O pai de Altino, Marcos Gonçalves de Farias, ingressou na Guarda Nacional. Ele era aliado de Francisco Ferreira de Albuquerque e amigo dos membros da família Ramos de Lages. Em 1898, recebeu o título na hierarquia militar de "Coronel". Adotou Curitibanos como seu lar, pois comprou no local, pelo menos, duas fazendas, às quais foram destinadas para a pecuária, tornando-se um dos mais importantes fazendeiros da região. Era um homem inteligente, entendido sobre vários assuntos da sua época e considerado uma pessoa sensata, sobretudo para negociar. Entrou para a política pelo Partido Republicano Catarinense — PRC. Nos quadriênios dos governadores Gustavo Richard e Hercílio Pedro da Luz exerceu por ato governamental, o cargo de 1.º Juiz Substituto da Comarca. Exerceu ainda, o cargo de Superintendente Municipal durante o período de 1914 até 1918, época do fanatismo e jaguncismo. Justamente no início da sua gestão, se fez sentir a ação destruidora dos membros da "Irmandade Cabocla", quando foram incendiadas 22 casas da vila, inclusive a Superintendência e o seu arquivo municipal. No que lhe concerne, Altino seguiu os caminhos do pai, também foi integrante da Guarda Nacional, assumindo hierarquicamente o posto de Major. Lutou, com o pai e demais membros militares, contra os fanáticos da “Irmandade Cabocla”, formada em Taquaruçu e espalhada pela região do Contestado.
Após o incidente com os fanáticos em Curitibanos, Altino dedicou-se à política e aos afazeres cotidianos das suas propriedades. A sua residência ficava ao lado de onde hoje está localizada a Praça da República, ao lado da Igreja católica Imaculada Conceição. A maioria das casas de Curitibanos estava localizada naquela região, pois foi no alto daquela coxilha que o povoado foi fundado nos primeiros anos do século XIX.

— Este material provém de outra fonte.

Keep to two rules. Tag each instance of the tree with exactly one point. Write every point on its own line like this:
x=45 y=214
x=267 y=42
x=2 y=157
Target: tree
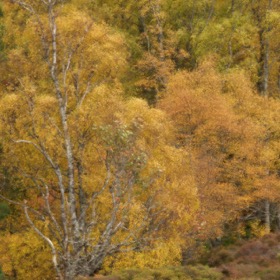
x=93 y=165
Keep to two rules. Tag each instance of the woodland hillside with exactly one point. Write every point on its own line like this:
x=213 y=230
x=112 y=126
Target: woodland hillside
x=139 y=135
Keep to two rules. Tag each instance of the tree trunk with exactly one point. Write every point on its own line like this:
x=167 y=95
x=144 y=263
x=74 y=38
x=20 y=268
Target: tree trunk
x=267 y=216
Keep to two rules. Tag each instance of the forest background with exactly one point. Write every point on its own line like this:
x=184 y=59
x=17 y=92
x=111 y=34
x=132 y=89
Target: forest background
x=135 y=133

Em 29 de junho de 1911, o Major Altino Gonçalves de Farias, fez uma poesia e dedicou à sua amada esposa, Clara, na ocasião do seu aniversário.
Salve, 29 de junho
Salve data de alegria
Faz hoje 28 anos
Que viste a luz do dia
Salve data feliz
Feliz para mim sem fim
Eu nasci para ser teu
Tu nasceste para mim
Me julgo feliz no mundo
Feliz em casar contigo
Eu falo em fé de verdade
Te adoro e sou teu amigo
Eu te saúdo Clarinha
Clarinha minha querida
Que Deus por misericórdia
Te dê mil anos de vida
(Teu marido e amigo, Altino)
Em 11 de setembro de 1923, Altino era o Presidente do Conselho Municipal de Curitibanos. Havia em na cidade, duas correntes políticas. Às vezes, nos registros antigos, dá a entender, que apesar de opositores, invariavelmente, os membros dessas duas correntes estavam juntos, lutando pelo progresso e o bem-estar dos curitibanenses. Entretanto, a realidade era outra. De um lado, historicamente, representantes da família Almeida acreditavam que podiam se perpetuar no poder. Foi assim com Henrique Paes de Almeida (Sênior), com o seu filho Henrique Paes de Almeida (Júnior), com Graciliano Torquato de Almeida, e posteriormente, com Salomão Carneiro de Almeida. Ao todo, no longo percurso da história, representantes da família Almeida mandaram em Curitibanos por cerca de 25 anos. Historicamente, a oposição política, começou quando, no ano de 1902, Francisco Ferreira de Albuquerque lançou-se como candidato pelo Partido Republicano Catarinense — PRC, à superintendência municipal. Albuquerque alegava e alardeava publicamente, que não havia administrador em Curitibanos, visto que o Coronel Henrique, ficava mais tempo na sua fazenda, do que cuidando dos interesses dos curitibanenses. Na apuração dos votos, foi constatado que o “velho” Almeida venceu as eleições. Então entrou em cena o velho amigo, irmão da maçonaria e compadre, Vidal Ramos que era Deputado Estadual na ocasião. Também o ajudou, o irmão desse, Belizário Ramos, o Superintendente da cidade de Lages. Arrumaram, às pressas, votos “a bico de pena” no Distrito de Canoinhas, que fazia parte do território de Curitibanos. Por força da Lei Saraiva, que ditava as regras dos eleitores, anularam alguns votos e urnas. O resultado dessa artimanha política levou à vitória de Francisco Ferreira de Albuquerque.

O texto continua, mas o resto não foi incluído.